Le livre se focalise sur les atrocités commises par l’Unité 731, un groupe de soldats japonais qui se sont livrés à des expériences sur des cobayes chinois durant l’occupation japonaise (1932-1945). Dans un secret encore aujourd'hui bien présent, les expérimentations visaient, entre autre, le développement d’armes chimiques et le perfectionnement de la technique médicale, notamment en chirurgie. Mais Ken Liu ne verse pas dans le putassier, il ne se complaît pas dans la description de l'horreur : au contraire, de tels passages sont bien présents, mais de manière extrêmement parcimonieuse. Il est bien plus question du silence coupable d'hier et d'aujourd'hui, de la mauvaise foi et de l'aveuglement qui gangrènent les sociétés contemporaines. Jusqu'aux États-Unis, qui ont à l'époque bénéficié des connaissances ainsi acquises, sur le mode du transfert de compétences, en offrant un traitement de faveur aux officiers en question à la fin de la Seconde Guerre mondiale.
Le principe de la machine (dont j'ai oublié le nom) qui permet d'explorer le passé par petits bouts, à l'aide de particules dites de Bohm-Kirino se basant sur une théorie pas inintéressante de la propagation de la lumière (le passé évolue vers l'infini de la galaxie par sphères concentriques), est comparé à l'archéologie ancienne.
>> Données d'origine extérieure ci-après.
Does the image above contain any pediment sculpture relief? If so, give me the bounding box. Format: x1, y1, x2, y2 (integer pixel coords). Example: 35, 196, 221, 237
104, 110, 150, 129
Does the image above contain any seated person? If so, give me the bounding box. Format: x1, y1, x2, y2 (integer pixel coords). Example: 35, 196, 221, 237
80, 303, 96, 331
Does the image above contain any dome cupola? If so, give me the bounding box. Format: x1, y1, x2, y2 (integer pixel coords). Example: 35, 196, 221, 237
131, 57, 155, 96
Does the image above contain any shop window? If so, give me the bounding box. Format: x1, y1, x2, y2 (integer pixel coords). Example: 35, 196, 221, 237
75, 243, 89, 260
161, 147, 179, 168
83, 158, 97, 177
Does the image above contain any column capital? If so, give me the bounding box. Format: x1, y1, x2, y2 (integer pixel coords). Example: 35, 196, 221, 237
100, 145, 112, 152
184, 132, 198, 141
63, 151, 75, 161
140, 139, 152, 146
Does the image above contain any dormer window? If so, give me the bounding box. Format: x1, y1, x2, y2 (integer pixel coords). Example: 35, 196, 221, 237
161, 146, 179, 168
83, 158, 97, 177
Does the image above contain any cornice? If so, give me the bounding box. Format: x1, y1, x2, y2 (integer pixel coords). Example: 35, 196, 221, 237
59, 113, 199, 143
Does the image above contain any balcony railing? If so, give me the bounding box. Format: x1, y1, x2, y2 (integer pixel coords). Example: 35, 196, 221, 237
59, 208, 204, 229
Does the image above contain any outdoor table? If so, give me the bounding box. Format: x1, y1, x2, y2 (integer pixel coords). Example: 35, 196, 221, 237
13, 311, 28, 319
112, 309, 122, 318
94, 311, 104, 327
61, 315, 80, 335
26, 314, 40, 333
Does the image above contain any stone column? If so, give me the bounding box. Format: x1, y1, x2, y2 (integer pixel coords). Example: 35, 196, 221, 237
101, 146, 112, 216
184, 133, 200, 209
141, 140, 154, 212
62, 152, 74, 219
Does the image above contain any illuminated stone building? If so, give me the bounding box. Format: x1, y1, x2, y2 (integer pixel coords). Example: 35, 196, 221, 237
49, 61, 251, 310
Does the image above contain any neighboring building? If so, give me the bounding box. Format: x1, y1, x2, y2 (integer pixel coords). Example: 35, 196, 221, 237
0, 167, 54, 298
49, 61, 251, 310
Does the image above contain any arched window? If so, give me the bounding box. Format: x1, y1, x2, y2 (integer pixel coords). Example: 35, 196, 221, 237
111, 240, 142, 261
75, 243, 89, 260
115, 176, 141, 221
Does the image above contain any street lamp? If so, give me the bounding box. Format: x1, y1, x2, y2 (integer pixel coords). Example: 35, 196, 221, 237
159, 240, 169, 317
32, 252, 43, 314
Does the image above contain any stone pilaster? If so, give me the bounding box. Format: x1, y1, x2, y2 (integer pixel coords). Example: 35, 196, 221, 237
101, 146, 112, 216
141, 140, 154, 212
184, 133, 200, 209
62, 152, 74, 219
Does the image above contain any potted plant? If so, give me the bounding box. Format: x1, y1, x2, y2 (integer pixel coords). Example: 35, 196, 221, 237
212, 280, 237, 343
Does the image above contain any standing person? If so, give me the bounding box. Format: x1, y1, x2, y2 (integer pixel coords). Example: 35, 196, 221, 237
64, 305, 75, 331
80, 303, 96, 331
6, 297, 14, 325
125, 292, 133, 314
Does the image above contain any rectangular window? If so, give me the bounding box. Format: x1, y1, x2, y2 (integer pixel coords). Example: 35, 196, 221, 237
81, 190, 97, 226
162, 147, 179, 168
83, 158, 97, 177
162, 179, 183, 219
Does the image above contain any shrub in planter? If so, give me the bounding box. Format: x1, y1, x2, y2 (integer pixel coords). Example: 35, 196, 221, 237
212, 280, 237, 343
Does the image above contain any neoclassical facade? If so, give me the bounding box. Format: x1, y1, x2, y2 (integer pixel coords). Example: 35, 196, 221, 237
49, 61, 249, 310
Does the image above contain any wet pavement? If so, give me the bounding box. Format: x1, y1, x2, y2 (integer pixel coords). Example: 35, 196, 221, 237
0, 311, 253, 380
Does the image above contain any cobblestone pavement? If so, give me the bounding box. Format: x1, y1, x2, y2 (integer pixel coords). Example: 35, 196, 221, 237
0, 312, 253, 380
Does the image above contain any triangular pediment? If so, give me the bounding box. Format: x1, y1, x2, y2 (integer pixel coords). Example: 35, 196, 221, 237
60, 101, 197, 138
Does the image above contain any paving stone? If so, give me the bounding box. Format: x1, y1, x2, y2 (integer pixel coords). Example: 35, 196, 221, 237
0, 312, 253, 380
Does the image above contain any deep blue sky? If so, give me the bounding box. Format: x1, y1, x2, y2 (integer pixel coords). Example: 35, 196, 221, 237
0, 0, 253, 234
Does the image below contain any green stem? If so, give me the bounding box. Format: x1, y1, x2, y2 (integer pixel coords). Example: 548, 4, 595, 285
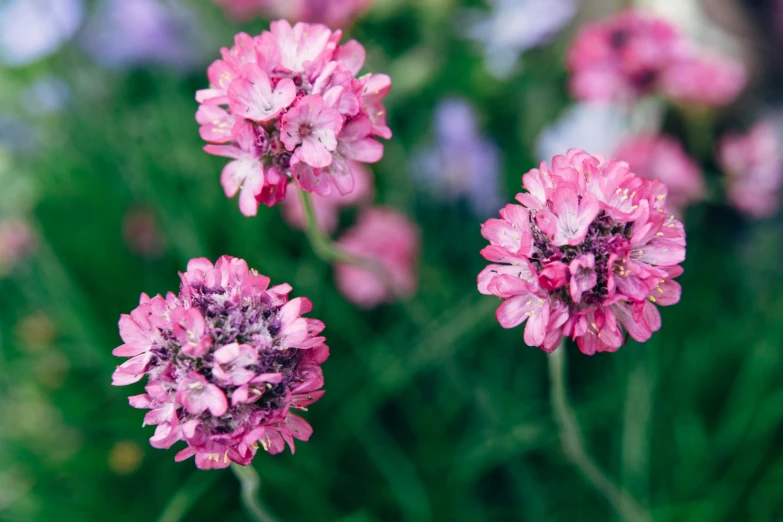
231, 464, 277, 522
547, 342, 652, 522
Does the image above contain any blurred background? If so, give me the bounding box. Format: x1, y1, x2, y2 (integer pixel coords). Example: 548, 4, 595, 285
0, 0, 783, 522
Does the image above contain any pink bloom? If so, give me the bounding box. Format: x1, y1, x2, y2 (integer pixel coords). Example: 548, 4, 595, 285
615, 135, 705, 216
661, 54, 748, 107
112, 256, 329, 469
478, 149, 685, 355
196, 20, 391, 216
334, 207, 420, 308
282, 162, 373, 233
567, 9, 683, 101
718, 122, 783, 219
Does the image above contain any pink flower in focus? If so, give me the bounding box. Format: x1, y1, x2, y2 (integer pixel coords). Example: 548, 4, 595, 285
615, 135, 704, 216
216, 0, 372, 28
196, 20, 391, 216
334, 207, 420, 308
282, 158, 373, 233
112, 256, 329, 469
478, 149, 685, 355
661, 55, 748, 107
718, 122, 783, 219
567, 9, 684, 101
0, 218, 37, 276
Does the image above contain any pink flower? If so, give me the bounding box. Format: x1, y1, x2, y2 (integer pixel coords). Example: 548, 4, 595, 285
615, 135, 705, 216
567, 9, 683, 101
334, 207, 420, 308
196, 20, 391, 216
282, 161, 373, 233
216, 0, 372, 28
718, 122, 783, 219
661, 53, 748, 107
112, 256, 329, 469
478, 149, 685, 355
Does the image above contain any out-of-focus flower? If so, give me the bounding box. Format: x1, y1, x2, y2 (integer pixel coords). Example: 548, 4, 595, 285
122, 208, 166, 259
718, 122, 783, 219
215, 0, 372, 29
282, 161, 373, 233
113, 256, 329, 469
536, 102, 631, 161
0, 218, 37, 276
478, 149, 685, 355
82, 0, 206, 69
567, 9, 685, 101
334, 207, 420, 308
0, 0, 84, 66
467, 0, 576, 77
196, 20, 391, 216
661, 54, 748, 107
413, 99, 500, 216
614, 134, 704, 217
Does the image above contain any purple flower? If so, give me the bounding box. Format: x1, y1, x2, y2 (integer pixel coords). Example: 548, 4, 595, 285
413, 99, 500, 216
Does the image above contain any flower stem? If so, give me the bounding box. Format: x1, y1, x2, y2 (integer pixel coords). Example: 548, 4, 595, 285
547, 342, 652, 522
231, 464, 277, 522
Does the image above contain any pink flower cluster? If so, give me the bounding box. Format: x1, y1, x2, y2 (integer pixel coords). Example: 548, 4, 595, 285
196, 20, 391, 216
567, 9, 747, 106
113, 256, 329, 469
216, 0, 372, 28
614, 134, 705, 217
718, 122, 783, 219
334, 207, 420, 308
478, 149, 685, 355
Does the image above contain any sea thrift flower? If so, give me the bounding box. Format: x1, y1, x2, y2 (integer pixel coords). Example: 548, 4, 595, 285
661, 54, 748, 107
282, 161, 373, 233
478, 149, 685, 355
216, 0, 372, 29
413, 99, 500, 217
567, 9, 684, 101
196, 20, 391, 216
718, 122, 783, 219
334, 207, 420, 308
113, 256, 329, 469
614, 134, 704, 216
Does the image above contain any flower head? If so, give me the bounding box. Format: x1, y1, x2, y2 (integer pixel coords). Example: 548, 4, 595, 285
113, 256, 329, 469
478, 149, 685, 355
196, 20, 391, 216
718, 122, 783, 218
334, 207, 419, 308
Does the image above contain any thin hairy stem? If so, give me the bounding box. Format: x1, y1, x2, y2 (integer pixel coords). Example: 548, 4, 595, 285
548, 343, 652, 522
231, 464, 278, 522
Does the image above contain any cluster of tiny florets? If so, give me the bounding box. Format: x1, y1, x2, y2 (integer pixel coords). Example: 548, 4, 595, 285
113, 256, 329, 469
196, 20, 391, 216
478, 150, 685, 354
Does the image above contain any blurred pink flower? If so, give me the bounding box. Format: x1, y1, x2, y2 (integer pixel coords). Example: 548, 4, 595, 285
567, 9, 684, 101
718, 122, 783, 219
282, 161, 373, 233
0, 218, 37, 275
334, 207, 420, 308
661, 54, 748, 107
215, 0, 372, 29
196, 20, 391, 216
614, 134, 705, 217
478, 149, 685, 355
122, 208, 166, 259
112, 256, 329, 469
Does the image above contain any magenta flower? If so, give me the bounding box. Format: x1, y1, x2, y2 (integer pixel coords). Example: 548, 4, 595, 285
334, 207, 420, 308
196, 20, 391, 216
113, 256, 329, 469
718, 122, 783, 219
614, 135, 705, 217
478, 149, 685, 355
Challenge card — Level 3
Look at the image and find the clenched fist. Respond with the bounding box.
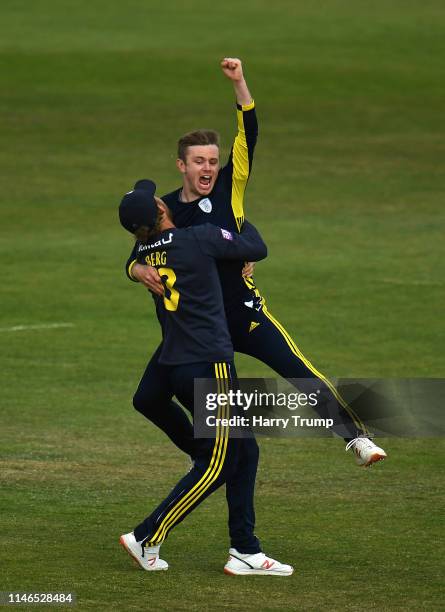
[221,57,244,81]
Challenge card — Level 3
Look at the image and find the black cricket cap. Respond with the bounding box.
[119,179,158,234]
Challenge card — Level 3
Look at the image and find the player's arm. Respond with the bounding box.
[193,221,267,261]
[125,242,164,295]
[221,57,258,230]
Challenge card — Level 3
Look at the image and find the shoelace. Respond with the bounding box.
[345,437,365,451]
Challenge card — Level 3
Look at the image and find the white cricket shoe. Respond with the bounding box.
[345,438,386,467]
[119,532,168,572]
[224,548,294,576]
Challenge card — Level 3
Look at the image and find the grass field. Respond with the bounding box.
[0,0,445,611]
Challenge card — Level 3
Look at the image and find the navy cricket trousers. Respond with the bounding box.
[134,362,261,554]
[133,305,368,450]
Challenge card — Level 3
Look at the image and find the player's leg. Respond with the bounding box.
[121,363,239,570]
[133,344,195,455]
[226,437,261,554]
[231,306,367,442]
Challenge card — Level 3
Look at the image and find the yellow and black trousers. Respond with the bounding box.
[134,362,261,554]
[133,301,369,444]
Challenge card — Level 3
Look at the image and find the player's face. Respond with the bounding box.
[178,145,219,198]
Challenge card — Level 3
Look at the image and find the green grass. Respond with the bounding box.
[0,0,445,610]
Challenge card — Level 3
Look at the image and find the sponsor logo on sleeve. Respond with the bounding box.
[198,198,212,213]
[221,228,233,240]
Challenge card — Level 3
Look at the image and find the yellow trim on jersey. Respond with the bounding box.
[231,103,253,231]
[145,363,229,546]
[128,259,137,280]
[263,306,369,434]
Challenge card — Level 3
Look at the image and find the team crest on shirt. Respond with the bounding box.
[198,198,212,213]
[221,228,233,240]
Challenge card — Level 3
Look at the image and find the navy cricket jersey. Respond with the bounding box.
[126,102,261,319]
[135,221,267,365]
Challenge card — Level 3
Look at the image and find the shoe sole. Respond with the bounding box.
[362,453,386,467]
[119,536,168,572]
[224,567,294,576]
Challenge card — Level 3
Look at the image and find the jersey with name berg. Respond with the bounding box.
[136,222,267,365]
[126,102,259,316]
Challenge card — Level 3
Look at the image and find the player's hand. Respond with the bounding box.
[131,263,164,295]
[241,261,255,278]
[221,57,244,81]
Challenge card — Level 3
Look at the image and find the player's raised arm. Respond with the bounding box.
[193,221,267,261]
[221,57,258,230]
[221,57,253,106]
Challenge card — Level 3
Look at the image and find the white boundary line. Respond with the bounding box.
[0,323,74,332]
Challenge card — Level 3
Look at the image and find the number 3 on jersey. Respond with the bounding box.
[158,268,179,312]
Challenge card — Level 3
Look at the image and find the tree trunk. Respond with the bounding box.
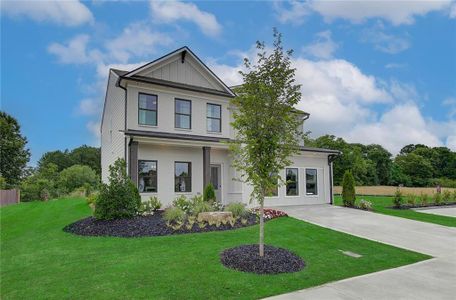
[259,201,264,257]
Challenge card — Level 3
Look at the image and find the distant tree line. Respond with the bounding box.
[306,135,456,187]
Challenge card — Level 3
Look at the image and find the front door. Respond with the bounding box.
[211,165,222,202]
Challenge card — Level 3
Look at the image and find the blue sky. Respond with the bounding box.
[1,1,456,164]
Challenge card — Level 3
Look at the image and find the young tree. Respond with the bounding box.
[230,29,302,256]
[0,112,30,187]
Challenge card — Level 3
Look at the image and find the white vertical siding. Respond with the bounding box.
[101,71,125,182]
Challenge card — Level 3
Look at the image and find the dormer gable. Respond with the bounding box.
[122,47,234,96]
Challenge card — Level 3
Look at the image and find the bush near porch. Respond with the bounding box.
[0,198,429,299]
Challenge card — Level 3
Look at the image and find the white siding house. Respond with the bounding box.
[101,47,338,206]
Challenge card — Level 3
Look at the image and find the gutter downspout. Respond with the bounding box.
[328,153,340,205]
[116,76,130,175]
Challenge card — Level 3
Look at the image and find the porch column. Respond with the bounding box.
[128,140,138,187]
[203,147,211,191]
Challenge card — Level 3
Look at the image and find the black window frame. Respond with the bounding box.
[206,102,222,133]
[174,98,192,130]
[305,168,318,196]
[285,167,300,197]
[138,159,158,193]
[174,161,192,193]
[138,92,158,126]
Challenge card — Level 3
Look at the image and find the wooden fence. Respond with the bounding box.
[334,185,455,196]
[0,189,21,206]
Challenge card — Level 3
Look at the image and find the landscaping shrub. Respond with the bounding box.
[94,158,141,220]
[406,194,416,206]
[359,199,372,210]
[173,195,192,213]
[393,188,404,208]
[224,203,248,218]
[203,183,217,203]
[342,171,356,207]
[163,206,185,224]
[57,165,99,193]
[432,193,442,205]
[139,196,162,215]
[442,190,451,203]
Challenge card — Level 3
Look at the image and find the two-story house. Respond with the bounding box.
[101,47,338,206]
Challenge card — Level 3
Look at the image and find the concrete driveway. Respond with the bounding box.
[271,205,456,300]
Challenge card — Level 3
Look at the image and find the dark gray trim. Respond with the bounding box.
[206,102,222,133]
[120,75,235,98]
[174,161,193,193]
[203,147,211,191]
[174,98,192,130]
[137,92,158,129]
[138,159,158,193]
[128,140,139,187]
[124,129,230,143]
[299,146,342,155]
[328,154,340,204]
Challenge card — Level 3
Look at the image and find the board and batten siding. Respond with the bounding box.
[101,71,125,182]
[127,84,231,138]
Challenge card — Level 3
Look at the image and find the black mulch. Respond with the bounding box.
[63,211,258,237]
[220,245,305,274]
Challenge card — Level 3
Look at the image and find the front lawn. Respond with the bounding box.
[334,196,456,227]
[0,199,429,299]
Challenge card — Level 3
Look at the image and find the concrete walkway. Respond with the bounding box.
[270,205,456,300]
[415,206,456,217]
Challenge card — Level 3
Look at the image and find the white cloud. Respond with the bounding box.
[106,23,172,63]
[312,0,451,25]
[210,50,456,154]
[86,121,101,144]
[77,98,102,116]
[48,34,102,64]
[302,30,339,59]
[273,1,312,25]
[274,0,456,25]
[150,0,222,37]
[1,0,94,26]
[362,26,410,54]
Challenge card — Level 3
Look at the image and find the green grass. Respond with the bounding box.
[0,199,429,299]
[334,196,456,227]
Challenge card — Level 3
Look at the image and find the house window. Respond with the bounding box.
[306,169,318,195]
[174,161,192,193]
[266,172,279,197]
[138,160,157,193]
[206,103,222,132]
[174,99,192,129]
[285,168,299,196]
[138,93,158,126]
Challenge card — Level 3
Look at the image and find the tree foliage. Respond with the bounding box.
[0,111,30,188]
[38,145,101,175]
[230,29,302,256]
[306,135,456,187]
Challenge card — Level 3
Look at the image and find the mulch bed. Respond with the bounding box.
[63,211,258,237]
[388,202,456,209]
[220,245,305,274]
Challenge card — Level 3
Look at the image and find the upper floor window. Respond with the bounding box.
[285,168,299,196]
[138,160,157,193]
[174,99,192,129]
[138,93,158,126]
[174,161,192,193]
[306,169,318,195]
[206,103,222,132]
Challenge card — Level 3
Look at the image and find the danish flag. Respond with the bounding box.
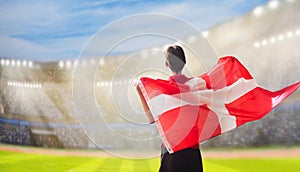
[138,56,300,153]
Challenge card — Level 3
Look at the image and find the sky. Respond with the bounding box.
[0,0,267,61]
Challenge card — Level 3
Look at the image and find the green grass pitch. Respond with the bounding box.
[0,148,300,172]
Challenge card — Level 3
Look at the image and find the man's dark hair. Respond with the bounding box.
[166,45,186,73]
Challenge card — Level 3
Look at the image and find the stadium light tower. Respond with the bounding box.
[268,0,279,9]
[253,6,264,16]
[202,31,209,38]
[17,60,21,66]
[5,59,10,66]
[58,61,64,68]
[28,61,33,68]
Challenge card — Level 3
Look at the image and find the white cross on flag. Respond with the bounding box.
[138,56,300,153]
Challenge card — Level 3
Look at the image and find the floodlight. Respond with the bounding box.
[58,61,64,68]
[254,42,260,48]
[28,61,33,68]
[202,31,209,38]
[17,60,21,66]
[253,6,264,16]
[268,0,279,9]
[261,39,268,46]
[278,35,284,41]
[270,37,276,44]
[5,59,10,66]
[23,60,27,66]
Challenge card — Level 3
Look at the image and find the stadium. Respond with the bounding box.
[0,0,300,171]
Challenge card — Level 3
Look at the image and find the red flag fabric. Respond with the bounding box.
[138,56,300,153]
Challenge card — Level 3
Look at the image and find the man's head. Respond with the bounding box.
[166,45,186,74]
La mesure d'un milieu détruit ce même milieu. La question de la nécessité du témoignage se pose alors en termes originaux et stimulants. Si je ne suis pas entièrement convaincu par la forme (notamment le style faussement "documentaire"), les réflexions qui émergent de ce livre valent clairement la détour.
Victoire (1915)
Victory
Sortie : 1915. Roman
livre de Joseph Conrad
Morrinson a mis 6/10.
Annotation :
Je crois bien être au mieux insensible, au pire réticent au style de Joseph Conrad. Il m'est souvent arrivé au cours de la lecture de ce "Victoire" de bloquer sur certaines formulations descriptives, de les relire plusieurs fois et de les trouver fondamentalement absconses, inélégantes, indigestes. Est-ce la faute à la traduction ou bien au matériau d'origine, je ne saurais dire, mais je pencherais plutôt pour la seconde option étant donné que cela m'était déjà arrivé avec "Au cœur des ténèbres".
Pour le reste, le contenu du récit recèle un charme certain, vénéneux, noir. Un récit de rencontres contrastées, dont les chocs et les dommages collatéraux sont anticipés très longtemps à l'avance, faisant ainsi monter une tension anxiogène salement efficace. La description de l'univers (au-delà des éléments de langage qui me rebutent à titre personnel, donc) est poisseuse à souhait, un monde en plein déliquescence avec tous les opportunistes que cela génère et entretient. C'est une forme de chaos qui se structure dans les restes d'humanité qui semblent parsemés dans une grande région située autour d'une île tropicale indonésienne : le titre du roman est dans cette perspective un beau paradoxe. La folie en germes dans les trois personnages maléfiques (Mr. Jones, Martin Ricardo, et le serviteur bourru Pedro) est toujours sous-jacente mais bien présente, menaçante, annonçant le carnage à venir. La folie des uns se heurtant à l'amour des autres, consacré par le couple Lena / Heyst durant un moment. Et tout au long du récit, ce sentiment tenace que toutes les actions des personnages portent en elles les éléments constitutifs de sa destruction.
Dommage, donc, car avec un peu plus de style (pour ma petite personne), cet univers semi-apocalyptique aurait pu avoir une ampleur incroyable.